Back to the point.  I like the idea of mystery, I like the discovery so having, like others suggested, elements that are not known can work.  In my story I have done something similar, not so much because I am worried about the modern day take on the subject but more of a linguistic notion.


----------



## mirrorrorrim (Feb 7, 2012)

sashamerideth said:


> Southern Africa had a completely different theology to judeo-christianity. Set aside your theological bias, study what the prevalent religions in the area at that time actually taught. It may be that the idea of one god and one devil is compltely not in line with what people actually believed.


Quick historical point: Christianity reached Alexandria in the 1st Century A. D., and became the official religion of Ethiopia in the 4th Century A. D. It is very likely that it would have spread in some form to more southern portions of Africa, especially given that Christianity is an intrinsically evangelic religion.

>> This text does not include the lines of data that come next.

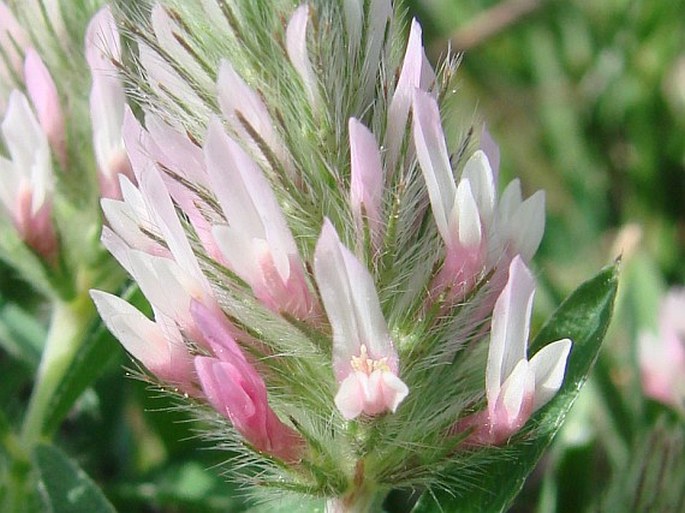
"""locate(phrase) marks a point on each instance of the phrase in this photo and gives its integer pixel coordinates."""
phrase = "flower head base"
(302, 265)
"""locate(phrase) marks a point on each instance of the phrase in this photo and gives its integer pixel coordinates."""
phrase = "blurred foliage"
(587, 101)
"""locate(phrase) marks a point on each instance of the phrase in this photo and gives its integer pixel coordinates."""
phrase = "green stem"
(68, 326)
(359, 500)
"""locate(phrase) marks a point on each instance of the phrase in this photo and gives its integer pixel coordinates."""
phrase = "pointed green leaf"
(99, 350)
(21, 335)
(67, 487)
(583, 317)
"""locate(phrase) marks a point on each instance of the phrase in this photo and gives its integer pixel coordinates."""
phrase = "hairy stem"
(66, 334)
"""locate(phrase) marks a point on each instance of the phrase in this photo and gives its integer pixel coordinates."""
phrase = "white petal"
(549, 366)
(351, 302)
(431, 152)
(518, 385)
(296, 46)
(366, 188)
(28, 147)
(246, 197)
(467, 223)
(479, 174)
(413, 66)
(510, 326)
(163, 213)
(394, 390)
(139, 335)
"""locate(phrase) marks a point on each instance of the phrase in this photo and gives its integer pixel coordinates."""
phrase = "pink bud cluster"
(34, 128)
(235, 211)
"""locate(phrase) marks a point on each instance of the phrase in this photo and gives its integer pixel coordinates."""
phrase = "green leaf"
(98, 351)
(583, 317)
(190, 486)
(20, 334)
(67, 487)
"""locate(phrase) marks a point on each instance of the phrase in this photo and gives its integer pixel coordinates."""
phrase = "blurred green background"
(587, 101)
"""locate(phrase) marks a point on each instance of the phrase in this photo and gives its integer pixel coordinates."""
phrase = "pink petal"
(510, 326)
(351, 302)
(366, 189)
(548, 366)
(431, 151)
(159, 348)
(45, 98)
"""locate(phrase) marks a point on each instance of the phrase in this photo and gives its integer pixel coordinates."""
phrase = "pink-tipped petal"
(510, 325)
(366, 188)
(351, 302)
(548, 366)
(45, 98)
(431, 151)
(158, 346)
(236, 391)
(416, 73)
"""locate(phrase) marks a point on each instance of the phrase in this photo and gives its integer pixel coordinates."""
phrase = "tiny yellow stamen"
(363, 363)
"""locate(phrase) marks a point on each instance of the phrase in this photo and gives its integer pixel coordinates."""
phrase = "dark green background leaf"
(67, 487)
(583, 317)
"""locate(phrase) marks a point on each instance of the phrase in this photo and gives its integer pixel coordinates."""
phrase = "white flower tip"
(549, 367)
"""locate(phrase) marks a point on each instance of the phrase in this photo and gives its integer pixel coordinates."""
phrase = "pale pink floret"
(181, 161)
(158, 345)
(479, 233)
(662, 356)
(169, 277)
(366, 183)
(45, 98)
(462, 212)
(364, 359)
(237, 391)
(515, 386)
(107, 102)
(416, 72)
(27, 182)
(257, 241)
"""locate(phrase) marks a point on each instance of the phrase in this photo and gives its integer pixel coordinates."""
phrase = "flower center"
(363, 363)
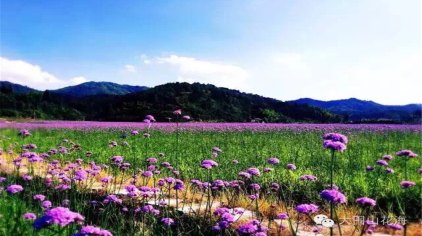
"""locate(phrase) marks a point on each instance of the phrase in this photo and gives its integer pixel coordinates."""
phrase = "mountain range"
(361, 110)
(115, 102)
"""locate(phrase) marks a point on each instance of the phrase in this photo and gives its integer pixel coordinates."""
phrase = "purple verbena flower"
(333, 196)
(366, 201)
(307, 208)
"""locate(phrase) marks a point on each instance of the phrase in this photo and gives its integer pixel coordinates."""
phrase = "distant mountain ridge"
(358, 110)
(97, 88)
(204, 102)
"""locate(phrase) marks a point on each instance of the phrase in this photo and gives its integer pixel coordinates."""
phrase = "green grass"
(252, 149)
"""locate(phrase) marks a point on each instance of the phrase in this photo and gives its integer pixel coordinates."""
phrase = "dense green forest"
(201, 102)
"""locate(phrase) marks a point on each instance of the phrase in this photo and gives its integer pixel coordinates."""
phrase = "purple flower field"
(203, 126)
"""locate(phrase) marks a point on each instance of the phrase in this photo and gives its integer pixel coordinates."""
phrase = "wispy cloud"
(129, 69)
(25, 73)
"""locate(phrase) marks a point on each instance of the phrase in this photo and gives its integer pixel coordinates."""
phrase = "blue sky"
(327, 49)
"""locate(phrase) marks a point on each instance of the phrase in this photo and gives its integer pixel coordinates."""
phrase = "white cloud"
(78, 80)
(389, 78)
(290, 61)
(129, 68)
(25, 73)
(189, 69)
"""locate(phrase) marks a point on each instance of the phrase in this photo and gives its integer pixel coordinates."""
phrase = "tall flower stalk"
(336, 143)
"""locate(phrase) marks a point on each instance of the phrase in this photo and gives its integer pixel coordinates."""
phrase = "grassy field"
(239, 151)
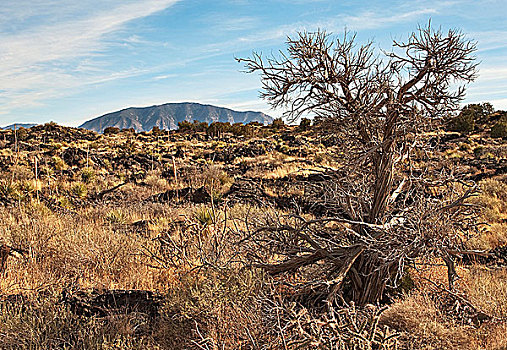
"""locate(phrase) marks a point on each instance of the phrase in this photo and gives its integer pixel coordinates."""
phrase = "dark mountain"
(18, 125)
(168, 115)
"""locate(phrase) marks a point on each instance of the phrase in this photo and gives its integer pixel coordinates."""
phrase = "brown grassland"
(167, 216)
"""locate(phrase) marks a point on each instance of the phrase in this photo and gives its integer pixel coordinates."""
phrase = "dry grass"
(188, 253)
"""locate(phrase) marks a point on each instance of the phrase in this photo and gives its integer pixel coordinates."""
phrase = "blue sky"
(69, 61)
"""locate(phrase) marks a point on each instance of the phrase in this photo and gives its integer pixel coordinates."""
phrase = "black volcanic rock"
(18, 125)
(168, 115)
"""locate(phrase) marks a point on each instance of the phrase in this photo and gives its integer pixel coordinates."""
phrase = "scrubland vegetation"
(381, 226)
(190, 247)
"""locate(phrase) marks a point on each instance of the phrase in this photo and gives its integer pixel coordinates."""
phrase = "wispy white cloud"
(47, 58)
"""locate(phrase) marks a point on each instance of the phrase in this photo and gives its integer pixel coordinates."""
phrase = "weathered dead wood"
(113, 302)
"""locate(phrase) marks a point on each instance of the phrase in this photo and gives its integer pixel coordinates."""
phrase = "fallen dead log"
(113, 302)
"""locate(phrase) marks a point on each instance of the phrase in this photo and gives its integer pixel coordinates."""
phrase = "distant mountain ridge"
(167, 116)
(18, 125)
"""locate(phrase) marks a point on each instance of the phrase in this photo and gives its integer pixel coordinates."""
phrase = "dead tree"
(380, 103)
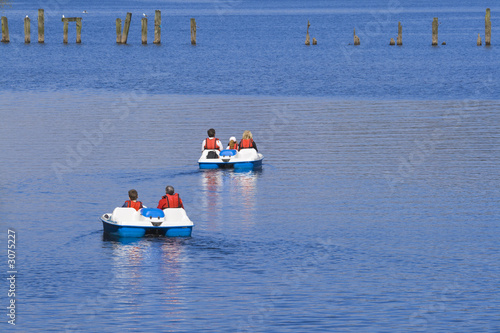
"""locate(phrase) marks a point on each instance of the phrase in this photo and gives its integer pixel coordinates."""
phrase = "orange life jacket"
(173, 201)
(134, 204)
(246, 143)
(211, 143)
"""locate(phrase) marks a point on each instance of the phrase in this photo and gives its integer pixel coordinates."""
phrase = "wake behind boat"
(128, 222)
(246, 159)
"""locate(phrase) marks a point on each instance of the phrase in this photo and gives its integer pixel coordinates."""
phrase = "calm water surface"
(376, 209)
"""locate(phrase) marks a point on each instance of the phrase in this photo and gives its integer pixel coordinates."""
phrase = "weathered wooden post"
(118, 31)
(27, 30)
(435, 31)
(78, 30)
(41, 26)
(307, 33)
(400, 34)
(65, 30)
(356, 38)
(144, 30)
(487, 30)
(126, 27)
(5, 30)
(157, 39)
(193, 31)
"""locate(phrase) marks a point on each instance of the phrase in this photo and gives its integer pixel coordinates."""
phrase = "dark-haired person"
(233, 144)
(132, 202)
(211, 142)
(170, 199)
(247, 141)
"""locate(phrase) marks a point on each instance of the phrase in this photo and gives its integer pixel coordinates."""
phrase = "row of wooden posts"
(435, 24)
(122, 35)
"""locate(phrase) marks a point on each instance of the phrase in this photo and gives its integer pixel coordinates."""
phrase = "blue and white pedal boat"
(128, 222)
(245, 159)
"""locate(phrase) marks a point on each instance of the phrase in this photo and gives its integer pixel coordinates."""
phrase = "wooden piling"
(356, 38)
(118, 31)
(5, 30)
(435, 24)
(78, 30)
(487, 28)
(41, 26)
(65, 31)
(27, 30)
(193, 31)
(144, 30)
(307, 33)
(400, 34)
(157, 39)
(126, 28)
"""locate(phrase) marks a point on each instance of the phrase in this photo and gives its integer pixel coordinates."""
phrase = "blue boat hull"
(131, 231)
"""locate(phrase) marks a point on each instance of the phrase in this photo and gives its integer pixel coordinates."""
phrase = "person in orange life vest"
(233, 144)
(247, 141)
(170, 199)
(211, 142)
(132, 194)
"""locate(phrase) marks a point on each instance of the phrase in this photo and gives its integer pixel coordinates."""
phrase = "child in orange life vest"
(132, 194)
(233, 144)
(211, 142)
(247, 141)
(170, 199)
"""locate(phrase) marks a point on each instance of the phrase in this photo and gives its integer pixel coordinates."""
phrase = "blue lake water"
(376, 209)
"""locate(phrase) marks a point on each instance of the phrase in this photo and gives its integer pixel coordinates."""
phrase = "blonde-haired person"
(132, 202)
(233, 144)
(247, 141)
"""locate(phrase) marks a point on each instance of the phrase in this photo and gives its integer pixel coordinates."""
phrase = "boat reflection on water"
(211, 201)
(228, 194)
(144, 265)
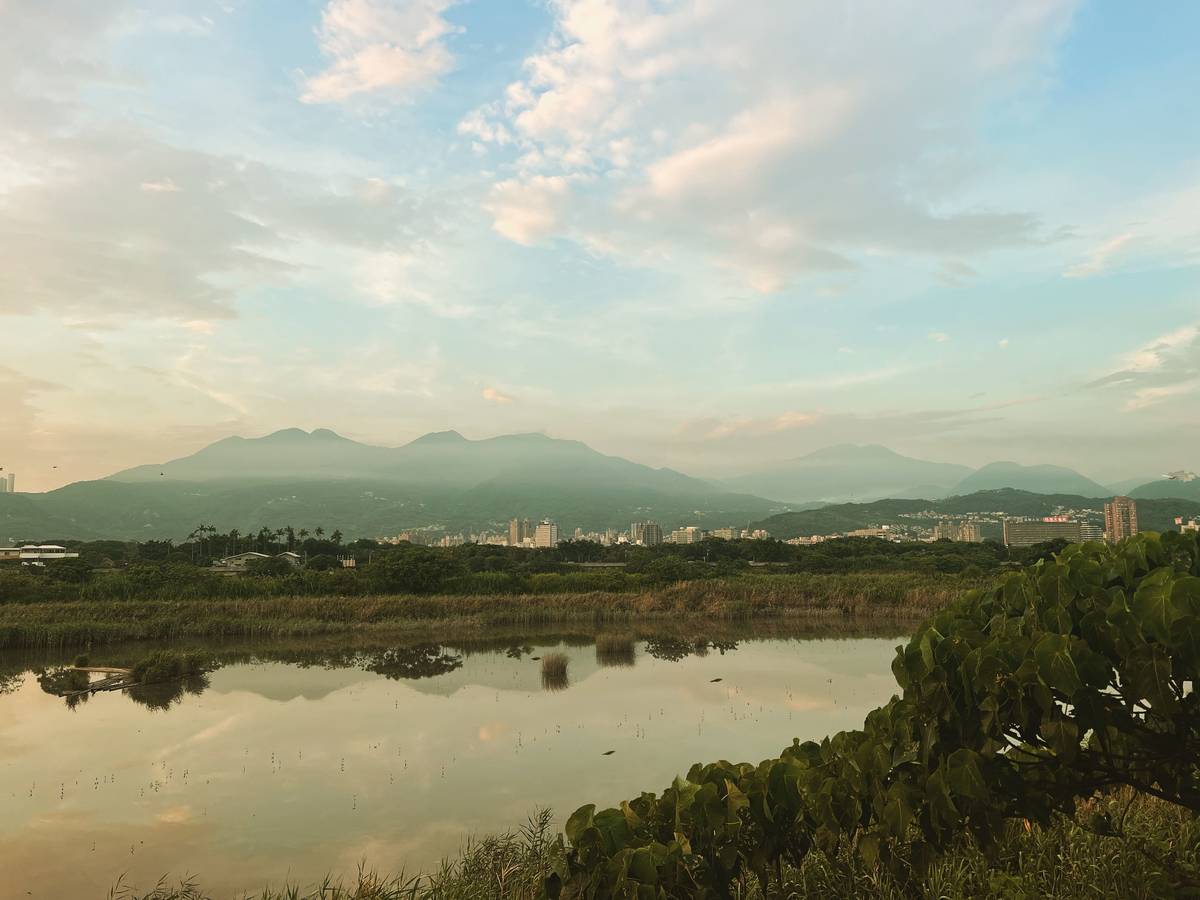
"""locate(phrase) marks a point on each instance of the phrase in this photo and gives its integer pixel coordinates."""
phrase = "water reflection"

While the conquest of parts of Africa by Islamic rulers at the end of the 7th Century certainly diminished the influence of Christianity for a couple hundred years, there is evidence that it may have continued to exist in Africa in some form until it was reintroduced by European maritime powers. Today, it is one of the most common religious affiliations for Africans, and it is still growing rapidly.

Also, there have been distinctively unique African branches of Christianity. Her name escapes me at present, but there was even a popular African prophet who taught that Jesus was an African, among other things.


----------



## Gwynneth White (Feb 7, 2012)

The Phoenicians were the first to circumnavigate Africa - regardless of what we in South Africa are taught about old Vasco de Gama. Herodotus reports that they were sent by the Egyptian King Necho II in about 595BC. There is a huge amount of evidence found in ruins in both SA and Mozambique - Phoenician beadwork particularly. My ancient story open in Southern Africa after the Bar Koba revolt ended in 136AD. i am claiming that Semitic people - part of the diaspora - arrived in southern Africa and lived here until about 980AD. After a war destroyed their world, the survivors returned to Europe. Obviously they had interaction with the Negroid people who arrived in southern Africa in about 750AD. But, although they came from  Judeo/Islamic roots, they wondered from the faith, adopting their own form of pagan religion. But, in my frame of reference, God and the Devil are still around. But to what extent should I impose my frame of reference on my writing? I suppose that is really my question. Do readers want a fantasy that refers to God ad the Devil? I know CS Lewis does it, but I'm not Narnia.


----------



## Darwin (Feb 20, 2012)

Just going along the lines of representative words can work just as well.  Myself, I created a world that had the good and evil dietys, but I didn't want to go with "God" and "Devil".  For me, I called them Order and Chaos.  So using things like that can work and get your point across without delving into the landmines of religion.


----------



## Caged Maiden (Feb 27, 2012)

Avatars would be a simple answer.


----------